This strategy, however, can backfire in many ways. One of such scenarios is when the patient group leadership comes to believe that they should not fund other labs because they owe to this initial lab some loyalty in return for their early support. It blurs the line between grantee and patient group and could lead to big conflicts among the patient group leaders. Another potential negative outcome is not having much to show for after supporting the same lab for several years. This happens when the lab learns to see the patient’s money as easy money and not dedicate enough efforts to the project to make an actual tangible progress, unlike they would do for regular external funding.

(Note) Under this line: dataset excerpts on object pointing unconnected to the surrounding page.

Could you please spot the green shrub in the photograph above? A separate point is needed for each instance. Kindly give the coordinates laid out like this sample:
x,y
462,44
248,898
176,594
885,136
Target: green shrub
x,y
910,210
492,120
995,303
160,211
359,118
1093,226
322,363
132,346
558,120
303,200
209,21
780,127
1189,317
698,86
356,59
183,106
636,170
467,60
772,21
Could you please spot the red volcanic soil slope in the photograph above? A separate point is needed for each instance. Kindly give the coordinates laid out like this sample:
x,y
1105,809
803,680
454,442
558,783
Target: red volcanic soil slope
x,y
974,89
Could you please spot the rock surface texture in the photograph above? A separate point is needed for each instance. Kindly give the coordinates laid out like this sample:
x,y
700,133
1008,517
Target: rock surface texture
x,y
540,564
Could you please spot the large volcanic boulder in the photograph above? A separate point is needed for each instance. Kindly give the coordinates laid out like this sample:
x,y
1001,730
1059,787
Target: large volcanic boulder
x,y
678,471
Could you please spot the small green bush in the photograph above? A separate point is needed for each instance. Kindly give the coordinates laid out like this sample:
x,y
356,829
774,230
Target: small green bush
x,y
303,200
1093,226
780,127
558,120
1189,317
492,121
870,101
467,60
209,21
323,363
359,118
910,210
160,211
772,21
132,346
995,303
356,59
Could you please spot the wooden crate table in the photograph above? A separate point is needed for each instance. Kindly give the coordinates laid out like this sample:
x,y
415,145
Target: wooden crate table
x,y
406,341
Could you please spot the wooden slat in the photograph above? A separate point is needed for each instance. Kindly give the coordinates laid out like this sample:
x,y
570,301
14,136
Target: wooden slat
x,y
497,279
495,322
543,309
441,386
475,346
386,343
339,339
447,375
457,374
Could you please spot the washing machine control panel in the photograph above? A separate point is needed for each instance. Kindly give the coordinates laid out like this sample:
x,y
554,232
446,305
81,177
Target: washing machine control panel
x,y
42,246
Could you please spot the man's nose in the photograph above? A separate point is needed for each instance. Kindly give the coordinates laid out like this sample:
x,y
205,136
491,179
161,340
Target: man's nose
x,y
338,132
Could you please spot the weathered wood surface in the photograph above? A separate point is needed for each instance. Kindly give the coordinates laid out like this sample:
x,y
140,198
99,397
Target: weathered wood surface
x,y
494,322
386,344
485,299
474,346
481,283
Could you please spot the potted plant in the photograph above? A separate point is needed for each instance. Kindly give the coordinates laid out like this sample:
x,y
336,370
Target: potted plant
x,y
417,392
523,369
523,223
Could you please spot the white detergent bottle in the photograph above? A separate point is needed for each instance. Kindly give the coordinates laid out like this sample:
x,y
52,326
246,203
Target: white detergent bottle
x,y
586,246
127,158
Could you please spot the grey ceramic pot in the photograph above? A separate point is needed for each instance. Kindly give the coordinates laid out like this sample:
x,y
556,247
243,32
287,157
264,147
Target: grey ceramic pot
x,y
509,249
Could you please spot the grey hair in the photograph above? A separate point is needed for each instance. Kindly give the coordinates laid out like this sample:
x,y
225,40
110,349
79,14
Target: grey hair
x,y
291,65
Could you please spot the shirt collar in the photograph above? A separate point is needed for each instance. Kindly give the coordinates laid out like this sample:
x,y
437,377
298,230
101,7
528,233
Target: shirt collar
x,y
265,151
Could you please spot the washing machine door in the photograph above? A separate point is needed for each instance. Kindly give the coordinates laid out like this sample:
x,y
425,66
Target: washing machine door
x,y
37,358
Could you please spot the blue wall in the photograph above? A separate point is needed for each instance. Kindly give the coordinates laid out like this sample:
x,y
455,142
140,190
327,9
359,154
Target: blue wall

In short: it is a respectable strategy to adopt one lab and start building a field, but it must be done with a clear outcome in mind, which is agreeing with the lab that they should dedicate those early efforts towards generating compelling data to become financially independent from the patient group. It must to be bridge funding, and not funding for life.  

Type 3: Let the advisors decide

When patient organizations have enough funding to support multiple programs, they often choose to surround themselves with a handful of experts that will become their scientific and medical advisors. In many cases, they ask these advisors to tell them where to invest their research funds.

Often this is done by having an annual call for grant applications and then having the advisors and some external experts that they nominate evaluate the grants and rank them. Then the patient group will fund the top ranked proposals. This is how some patient groups are doing research.

One thing I don’t like about this strategy is that it is often bottom-up, with the external scientific community proposing what they would like to do and the patient group then picking the most scientifically excellent ones. I believe research funding should be more strategic and therefore more top-down, but there are ways to achieve a healthy balance.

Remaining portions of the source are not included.